I do, however, have the (perhaps unfortunate tendency) to fall hard and fast for someone who inspires me on a creative level, and he is intensely inspiring to me. Thus I experience a ridiculous high when he talk, when I know that we will meet up, when we are together, and subsequently experience a dramatic crash afterwards. The high and low is crazy, and it's honestly something I haven't felt in a long, long time and thought never to feel again after the end of my teen years. It's been inspiring in and of itself just to know that I have not aged past such intense feelings. I have considered that such feelings, while not toxic by themselves, could lead to toxicity. Fortunately, such intensity is not sustainable, especially when it is one-sided. It burns itself out. Thanks to caution, introspection, retrospection, and many tears, I believe that I am on the other side of this. I won't know for sure until I see him again, and frankly I'm not looking forward to it. Those whole connection feels like the delicate balance of a tightrope; too much slack and it doesn't support its reason for existence, too much tension and it will snap both becoming of no use and even possibly harming people.

I have been attempting to "date around," and to that end I had gotten onto a dating app. Through it I struck up conversation with about a dozen men, four of which I progressed to giving my phone number for texting. I met up with two of those. I will be going on a second date with one of those. My date with him helped to disperse the cloud of euphoria surrounding my first connection. It brought be back to earth. Thank goodness.

Onto the frustration of finding a new home. It is high time for me to once again live by myself. However, the area in which I find myself is naturally a bit expensive and this current market makes things doubly difficult.
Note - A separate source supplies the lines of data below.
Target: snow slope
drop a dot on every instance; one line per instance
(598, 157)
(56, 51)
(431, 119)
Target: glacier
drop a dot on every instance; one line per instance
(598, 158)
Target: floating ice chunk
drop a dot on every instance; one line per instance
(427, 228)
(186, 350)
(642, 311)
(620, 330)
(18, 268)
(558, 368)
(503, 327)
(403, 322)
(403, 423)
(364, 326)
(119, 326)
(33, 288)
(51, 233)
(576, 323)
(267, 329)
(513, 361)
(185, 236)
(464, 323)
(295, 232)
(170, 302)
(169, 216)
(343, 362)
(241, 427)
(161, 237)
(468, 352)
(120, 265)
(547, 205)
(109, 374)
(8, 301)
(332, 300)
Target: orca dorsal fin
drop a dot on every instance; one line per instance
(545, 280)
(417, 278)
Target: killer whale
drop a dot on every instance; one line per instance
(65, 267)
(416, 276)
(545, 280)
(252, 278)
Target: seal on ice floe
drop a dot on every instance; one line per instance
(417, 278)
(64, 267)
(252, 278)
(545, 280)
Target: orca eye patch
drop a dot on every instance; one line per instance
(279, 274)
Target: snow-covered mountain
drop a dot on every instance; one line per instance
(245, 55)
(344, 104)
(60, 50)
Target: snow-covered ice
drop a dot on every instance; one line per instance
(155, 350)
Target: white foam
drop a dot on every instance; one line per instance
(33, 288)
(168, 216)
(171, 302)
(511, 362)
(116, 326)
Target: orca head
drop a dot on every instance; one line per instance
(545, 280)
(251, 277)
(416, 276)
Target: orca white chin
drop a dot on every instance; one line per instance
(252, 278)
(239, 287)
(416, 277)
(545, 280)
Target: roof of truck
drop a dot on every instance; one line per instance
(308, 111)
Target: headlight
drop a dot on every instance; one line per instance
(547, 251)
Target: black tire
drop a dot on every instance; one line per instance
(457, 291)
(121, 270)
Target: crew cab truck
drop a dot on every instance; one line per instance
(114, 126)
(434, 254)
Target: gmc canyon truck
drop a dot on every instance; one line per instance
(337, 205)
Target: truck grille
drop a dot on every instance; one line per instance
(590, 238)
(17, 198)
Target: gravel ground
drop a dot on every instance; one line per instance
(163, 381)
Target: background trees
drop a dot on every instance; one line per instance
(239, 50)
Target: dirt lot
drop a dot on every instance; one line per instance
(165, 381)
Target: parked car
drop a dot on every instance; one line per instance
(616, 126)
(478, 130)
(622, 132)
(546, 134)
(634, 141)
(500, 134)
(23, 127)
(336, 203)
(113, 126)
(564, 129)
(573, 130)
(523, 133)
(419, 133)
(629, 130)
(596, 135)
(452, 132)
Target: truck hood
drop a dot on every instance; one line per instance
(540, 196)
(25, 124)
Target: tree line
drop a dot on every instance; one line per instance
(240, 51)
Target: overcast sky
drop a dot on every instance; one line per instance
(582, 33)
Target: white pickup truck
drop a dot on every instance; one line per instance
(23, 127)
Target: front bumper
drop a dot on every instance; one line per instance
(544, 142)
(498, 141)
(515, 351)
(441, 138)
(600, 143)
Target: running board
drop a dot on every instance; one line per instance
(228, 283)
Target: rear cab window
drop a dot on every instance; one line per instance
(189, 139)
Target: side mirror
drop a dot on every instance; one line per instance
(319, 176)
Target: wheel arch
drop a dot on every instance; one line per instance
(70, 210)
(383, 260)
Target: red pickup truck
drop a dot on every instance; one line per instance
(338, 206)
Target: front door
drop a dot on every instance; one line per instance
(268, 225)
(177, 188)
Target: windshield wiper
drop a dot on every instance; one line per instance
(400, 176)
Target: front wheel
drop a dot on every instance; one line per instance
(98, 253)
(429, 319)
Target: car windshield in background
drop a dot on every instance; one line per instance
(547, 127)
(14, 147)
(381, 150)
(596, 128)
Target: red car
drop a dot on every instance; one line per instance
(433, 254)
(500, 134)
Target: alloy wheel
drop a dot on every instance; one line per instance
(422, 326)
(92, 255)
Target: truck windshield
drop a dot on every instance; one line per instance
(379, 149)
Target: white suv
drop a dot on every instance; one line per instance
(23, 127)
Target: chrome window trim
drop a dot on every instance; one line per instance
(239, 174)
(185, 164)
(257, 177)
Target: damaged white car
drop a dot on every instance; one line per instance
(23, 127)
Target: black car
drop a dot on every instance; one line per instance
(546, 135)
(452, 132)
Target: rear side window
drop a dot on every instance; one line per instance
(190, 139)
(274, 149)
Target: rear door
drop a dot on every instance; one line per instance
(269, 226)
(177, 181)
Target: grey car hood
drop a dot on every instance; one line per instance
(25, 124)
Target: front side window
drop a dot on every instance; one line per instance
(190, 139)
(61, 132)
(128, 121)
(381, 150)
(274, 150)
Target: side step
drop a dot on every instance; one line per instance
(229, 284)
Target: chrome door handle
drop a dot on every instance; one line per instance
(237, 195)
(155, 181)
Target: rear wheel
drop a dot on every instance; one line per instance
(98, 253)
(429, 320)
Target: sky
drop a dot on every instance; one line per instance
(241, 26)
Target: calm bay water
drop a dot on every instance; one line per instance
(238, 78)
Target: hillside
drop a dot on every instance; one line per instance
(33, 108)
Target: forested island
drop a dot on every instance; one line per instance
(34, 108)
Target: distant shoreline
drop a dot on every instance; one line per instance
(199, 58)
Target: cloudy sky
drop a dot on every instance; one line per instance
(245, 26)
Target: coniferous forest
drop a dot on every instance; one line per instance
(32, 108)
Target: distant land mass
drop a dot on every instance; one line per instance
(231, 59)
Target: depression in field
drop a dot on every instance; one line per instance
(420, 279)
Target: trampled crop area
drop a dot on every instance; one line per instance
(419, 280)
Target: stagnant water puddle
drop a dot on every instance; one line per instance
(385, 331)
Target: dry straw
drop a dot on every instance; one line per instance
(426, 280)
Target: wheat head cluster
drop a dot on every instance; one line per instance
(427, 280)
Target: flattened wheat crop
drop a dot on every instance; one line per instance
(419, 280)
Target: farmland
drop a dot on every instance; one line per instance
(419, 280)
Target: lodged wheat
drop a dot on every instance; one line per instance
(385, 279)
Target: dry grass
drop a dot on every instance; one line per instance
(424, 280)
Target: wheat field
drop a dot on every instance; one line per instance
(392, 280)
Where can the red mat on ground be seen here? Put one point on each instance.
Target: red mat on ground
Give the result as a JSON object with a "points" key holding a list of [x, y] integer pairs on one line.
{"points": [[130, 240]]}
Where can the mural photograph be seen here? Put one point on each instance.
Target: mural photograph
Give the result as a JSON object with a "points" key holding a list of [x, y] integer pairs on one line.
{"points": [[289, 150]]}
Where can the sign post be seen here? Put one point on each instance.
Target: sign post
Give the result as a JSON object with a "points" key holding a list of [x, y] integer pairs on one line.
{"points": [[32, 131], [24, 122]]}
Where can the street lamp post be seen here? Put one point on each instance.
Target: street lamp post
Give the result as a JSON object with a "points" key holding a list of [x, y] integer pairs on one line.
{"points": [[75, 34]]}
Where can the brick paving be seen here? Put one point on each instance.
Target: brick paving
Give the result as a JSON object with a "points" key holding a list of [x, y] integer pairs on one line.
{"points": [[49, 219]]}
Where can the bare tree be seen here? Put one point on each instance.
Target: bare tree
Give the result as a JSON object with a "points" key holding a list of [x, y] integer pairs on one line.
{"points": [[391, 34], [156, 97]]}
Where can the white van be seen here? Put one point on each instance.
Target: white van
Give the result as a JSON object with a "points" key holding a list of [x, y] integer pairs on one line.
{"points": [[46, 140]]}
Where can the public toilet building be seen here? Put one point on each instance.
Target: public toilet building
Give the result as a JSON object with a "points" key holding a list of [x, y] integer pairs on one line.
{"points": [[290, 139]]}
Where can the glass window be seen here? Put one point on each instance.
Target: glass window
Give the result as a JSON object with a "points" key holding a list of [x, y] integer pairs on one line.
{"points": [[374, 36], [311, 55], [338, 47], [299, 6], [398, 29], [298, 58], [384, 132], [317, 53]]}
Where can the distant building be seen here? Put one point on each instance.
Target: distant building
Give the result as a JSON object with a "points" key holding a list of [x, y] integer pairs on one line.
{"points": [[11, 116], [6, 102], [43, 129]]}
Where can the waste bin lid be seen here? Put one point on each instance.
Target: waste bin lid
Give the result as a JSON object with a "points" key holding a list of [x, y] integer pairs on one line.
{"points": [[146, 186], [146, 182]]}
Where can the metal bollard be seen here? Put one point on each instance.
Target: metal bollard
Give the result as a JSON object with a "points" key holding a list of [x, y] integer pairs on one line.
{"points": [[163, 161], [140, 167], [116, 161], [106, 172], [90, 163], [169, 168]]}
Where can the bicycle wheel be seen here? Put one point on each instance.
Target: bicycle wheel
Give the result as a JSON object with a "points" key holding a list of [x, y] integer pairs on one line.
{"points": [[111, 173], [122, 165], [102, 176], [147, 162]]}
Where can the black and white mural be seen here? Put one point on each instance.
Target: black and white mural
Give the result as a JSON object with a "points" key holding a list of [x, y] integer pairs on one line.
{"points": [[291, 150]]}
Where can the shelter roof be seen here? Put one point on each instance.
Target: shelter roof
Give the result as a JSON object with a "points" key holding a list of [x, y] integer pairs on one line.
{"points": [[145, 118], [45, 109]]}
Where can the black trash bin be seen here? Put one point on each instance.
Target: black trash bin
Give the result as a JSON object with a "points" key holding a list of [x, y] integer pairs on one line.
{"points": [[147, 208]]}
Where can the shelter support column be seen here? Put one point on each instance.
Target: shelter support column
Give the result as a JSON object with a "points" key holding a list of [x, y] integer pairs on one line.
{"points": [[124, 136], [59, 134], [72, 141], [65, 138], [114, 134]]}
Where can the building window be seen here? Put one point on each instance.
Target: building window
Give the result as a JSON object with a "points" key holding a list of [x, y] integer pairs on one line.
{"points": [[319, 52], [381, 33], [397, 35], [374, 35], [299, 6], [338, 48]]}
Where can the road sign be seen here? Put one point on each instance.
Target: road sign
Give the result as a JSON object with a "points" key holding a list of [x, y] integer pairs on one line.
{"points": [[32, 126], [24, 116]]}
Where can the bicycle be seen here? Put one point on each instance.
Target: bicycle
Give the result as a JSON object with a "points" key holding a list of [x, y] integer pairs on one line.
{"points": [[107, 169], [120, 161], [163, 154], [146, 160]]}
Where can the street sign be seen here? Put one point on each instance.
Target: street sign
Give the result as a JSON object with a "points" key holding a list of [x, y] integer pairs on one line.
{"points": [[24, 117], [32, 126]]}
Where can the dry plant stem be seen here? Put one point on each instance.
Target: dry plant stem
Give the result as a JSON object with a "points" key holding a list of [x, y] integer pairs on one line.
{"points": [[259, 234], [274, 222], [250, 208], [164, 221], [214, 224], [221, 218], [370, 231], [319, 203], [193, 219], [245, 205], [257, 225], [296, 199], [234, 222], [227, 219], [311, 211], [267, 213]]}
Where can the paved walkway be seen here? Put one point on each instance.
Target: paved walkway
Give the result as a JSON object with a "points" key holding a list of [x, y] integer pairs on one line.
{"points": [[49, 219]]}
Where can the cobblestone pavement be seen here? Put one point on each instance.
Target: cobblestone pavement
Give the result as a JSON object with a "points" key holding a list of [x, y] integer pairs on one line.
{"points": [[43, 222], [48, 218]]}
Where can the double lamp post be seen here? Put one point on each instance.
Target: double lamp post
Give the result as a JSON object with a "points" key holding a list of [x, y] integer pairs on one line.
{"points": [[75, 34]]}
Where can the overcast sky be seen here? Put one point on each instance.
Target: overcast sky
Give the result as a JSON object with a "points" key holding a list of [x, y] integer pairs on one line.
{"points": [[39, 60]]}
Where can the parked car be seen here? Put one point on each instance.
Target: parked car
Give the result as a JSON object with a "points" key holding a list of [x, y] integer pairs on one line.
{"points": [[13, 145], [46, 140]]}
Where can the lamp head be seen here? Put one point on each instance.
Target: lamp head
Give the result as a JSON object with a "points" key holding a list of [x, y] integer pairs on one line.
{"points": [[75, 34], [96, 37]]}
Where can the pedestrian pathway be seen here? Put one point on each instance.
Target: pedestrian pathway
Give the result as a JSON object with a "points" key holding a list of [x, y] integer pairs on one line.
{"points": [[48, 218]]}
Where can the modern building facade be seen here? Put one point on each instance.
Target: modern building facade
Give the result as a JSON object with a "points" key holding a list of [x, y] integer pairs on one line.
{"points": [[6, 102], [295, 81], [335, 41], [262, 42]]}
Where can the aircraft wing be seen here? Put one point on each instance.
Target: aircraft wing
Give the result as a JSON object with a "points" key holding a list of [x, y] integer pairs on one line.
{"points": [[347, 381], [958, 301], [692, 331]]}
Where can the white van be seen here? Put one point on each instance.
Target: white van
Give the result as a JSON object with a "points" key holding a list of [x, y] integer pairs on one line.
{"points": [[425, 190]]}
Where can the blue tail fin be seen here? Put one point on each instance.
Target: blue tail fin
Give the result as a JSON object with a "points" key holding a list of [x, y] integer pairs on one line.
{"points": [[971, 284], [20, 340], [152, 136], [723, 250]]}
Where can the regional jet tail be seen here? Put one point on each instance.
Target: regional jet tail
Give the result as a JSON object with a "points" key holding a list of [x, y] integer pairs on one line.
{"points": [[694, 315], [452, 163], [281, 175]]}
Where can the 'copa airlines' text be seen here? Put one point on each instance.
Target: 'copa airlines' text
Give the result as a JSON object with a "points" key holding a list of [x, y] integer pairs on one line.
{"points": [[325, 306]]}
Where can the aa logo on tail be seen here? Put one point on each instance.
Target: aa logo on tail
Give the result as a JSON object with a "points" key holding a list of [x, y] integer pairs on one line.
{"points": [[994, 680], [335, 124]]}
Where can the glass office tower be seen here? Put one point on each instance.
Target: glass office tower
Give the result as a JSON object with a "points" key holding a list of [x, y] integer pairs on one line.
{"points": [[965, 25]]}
It has therefore been incredibly difficult to find something.

The dual frustration of a confusing romantic situation and not being able to find a new apartment is serving to saturate me in melancholy. It's been difficult to maintain the sharp focus to better myself and my life that I had been enjoying up until this point.

It's been a whirlwind. I went on a stark diet and worked out mercilessly, losing about twenty pounds in a couple months. I went on dates for the first time in over six years. I feel physically healthy and generally hopeful. Now I just have to adjust my coping to accommodate my more fluid life. That's been good for me, too. Being so stuck in the mud made me miserable and now I'm living life.

Life is pain, though. Life is beauty and pain. The more you get of one, the more you get of the other.

I'm still very grateful for what I have and for what said confusing situations are affording me. Feelings are still feelings. Not being numb and jaded is a gift in and of itself. I am blessed.